La terapia ortodontica pre-protesica deve prevedere la risoluzione dell’eventuale malocclusione ed apertura e/o mantenimento degli spazi necessari per la successiva riabilitazione implanto-protesica, ponendo attenzione all’inclinazione delle radici degli elementi dentali ed un’attenta valutazione e gestione di over-jet ed over-bite.

La terapia implanto-protesica ha un ruolo di primo piano nella sostituzione di denti singoli.

Le protesi mobili tradizionali possono essere riservate alla risoluzione dei casi di agenesie multiple, in particolare in soggetti affetti da sindromi complesse in età evolutiva, procrastinando all’età adulta soluzioni definitive.

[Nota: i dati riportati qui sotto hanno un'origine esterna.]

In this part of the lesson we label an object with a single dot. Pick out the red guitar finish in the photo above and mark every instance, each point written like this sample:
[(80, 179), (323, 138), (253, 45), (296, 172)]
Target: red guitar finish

La terapia implantare deve, comunque, essere accuratamente valutata e programmata, tenendo conto di diversi fattori quali:

- il rischio-beneficio (in particolare della procedura chirurgica);

- l’età del paziente;

- lo stato di sviluppo del complesso dento-maxillo-facciale;

- lo spazio disponibile (si deve tener conto, ad esempio, che occorrono circa 7-8 millimetri per la sostituzione di un secondo premolare e che risulta preferibile valutare le dimensioni del controlaterale in caso di agenesia dell’incisivo laterale superiore; inoltre, in presenza di un laterale conoide, deve essere considerato uno spazio paria circa i due terzi della larghezza dell’incisivo centrale);

- lo spazio inter-radicolare (in genere occorre almeno un millimetro di spazio per lato oltre al diametro dell’impianto);

- le caratteristiche del sito implantare (dal momento che possono verificarsi riassorbimenti atrofici del processo alveolare nelle zone agenesiche, si potrebbe configurare la necessità di innesti e/o di procedure di rigenerazione tissutale).

Nei quadri di avulsione traumatica di uno o più elementi dentari e dislocazione parziale di elementi contigui si può rendere necessario sia un eventuale intervento ortodontico di riposizionamento e fissazione degli stessi che la sostituzione protesica degli elementi avulsi, con procedure implanto-protesiche, se il soggetto è adulto.

Nel paziente in crescita si possono adottare soluzioni protesiche temporanee di tipo tradizionale, procrastinando la terapia protesica o implanto-protesica a termine crescita.

In presenza di contestuale patologia parodontale e di edentulia parziale può essere necessario, dopo iniziale terapia parodontale, un trattamento ortodontico finalizzato al riallineamento in arcata di elementi dentali migrati e la creazione di adeguati spazi per la sostituzione degli elementi mancanti con procedure protesiche o implanto-protesiche.

Raccomandazioni:

- La programmazione terapeutica deve prevedere indicazioni, modalità e timing dell’intervento ortodontico ed implanto-protesico, ponendo attenzione in particolare alle finalità dell’intervento implantologico nel complessivo assetto occlusale, che deve essere procrastinato, comunque, a termine di crescita.

- L’uso di mini-viti, utilizzate come dispositivi d’ancoraggio extra-dentale, può rappresentare una soluzione utile che necessita, preliminarmente, di un approfondito iter diagnostico, una circostanziata programmazione terapeutica e del consenso del paziente.